The decision came six weeks after the state Supreme Court declined to review prosecutors' contentions about errors when the Doggetts' 1995 convictions were thrown out.

Riesen said the court ruling meant prosecutors wouldn't be able to enter some evidence.

"There have been recantations by the kids as well," Riesen said. The Doggetts, who now live in Bothell, said they aren't surprised by the news.

"Actually, we expected this after we were first arrested," Carol Doggett said. "This is far from over. That was only the top of the inning. Now it's our turn."

Since their 1998 release from prison, the Doggetts have been reunited with four of their five children and are working at being reunited with the fifth, who remains in foster care in the Wenatchee area.

Mark Doggett, 43, works as a warehouseman, and Carol, 41, is employed as a computer draftsman.

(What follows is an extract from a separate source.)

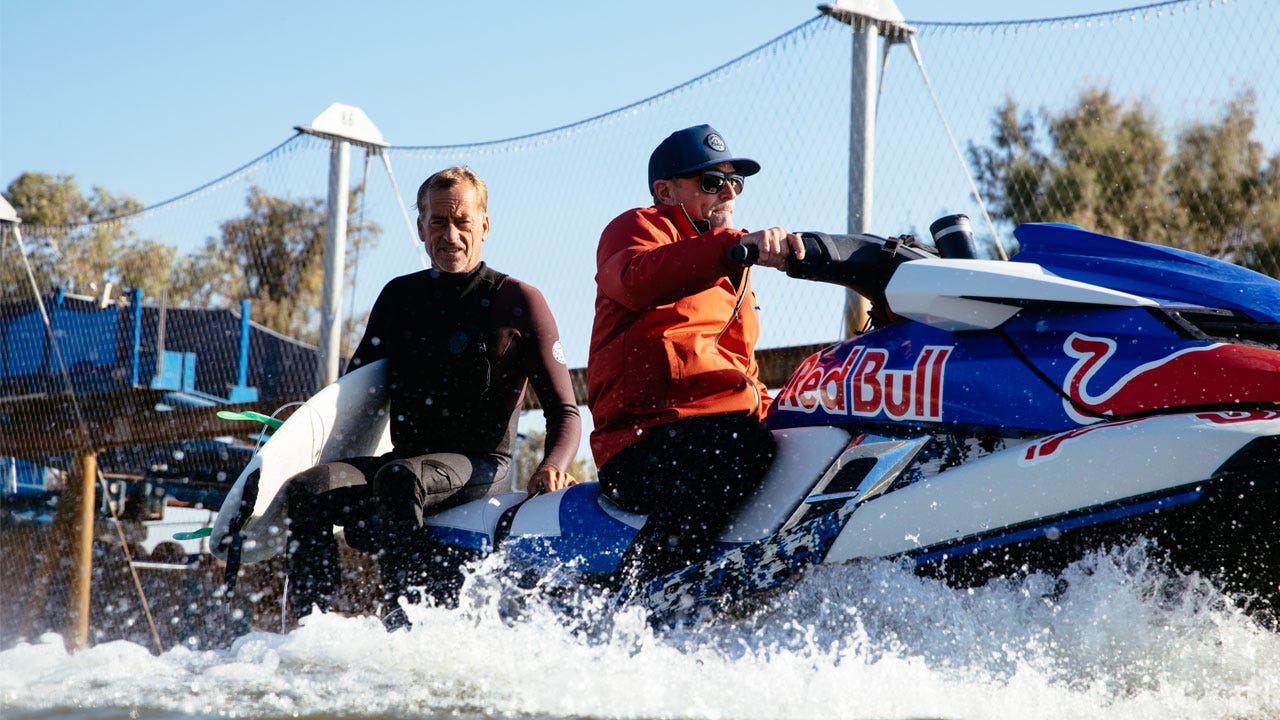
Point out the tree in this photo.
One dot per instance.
(77, 241)
(274, 256)
(1106, 167)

The couple were arrested in late 1994 by Wenatchee Police Detective Bob Perez on 1,000 counts each of child rape.

They were found guilty of first-degree child rape and complicity to commit first-degree child molestation. The alleged victim was their 9-year-old daughter. They were acquitted on charges they raped a son and two other daughters.

Each was sentenced to 10 years and 10 months in prison.

Wenatchee made world headlines in 1994 and 1995 when police and state social workers undertook what was then called the nation's most extensive child sex-abuse investigation.

By the time it was done, at least 60 adults were arrested on 29,726 charges of child sex-abuse involving 43 children. Many of the accused were poor or developmentally disabled.

In February 1998, the Seattle Post-Intelligencer published "The Power to Harm," a series of articles that documented overzealous -- even abusive -- actions by Perez and social service caseworkers, civil rights violations by judges and prosecutors as well as sloppy work by public defenders.

Since then, many of the convicted have been freed by higher courts, largely through the work of The Innocence Project, a group of volunteer lawyers.

The Doggett's convictions were overturned by the state Court of Appeals, which found the state failed to show their daughter told the truth about sex abuse. The Doggetts contend Perez bullied their children into making accusations.

The court also said the couple should have been able to call an expert witness on false-memory syndrome. The appeals court also questioned whether coercive behavior by authorities had left the girl incapable of testifying accurately.

"What people don't seem to understand is how CPS (Child Protective Services) and police operate, secluding the children away so nobody can talk to them," Carol Doggett said yesterday. "The stories our kids are telling are really gut-wrenching . . .," she said.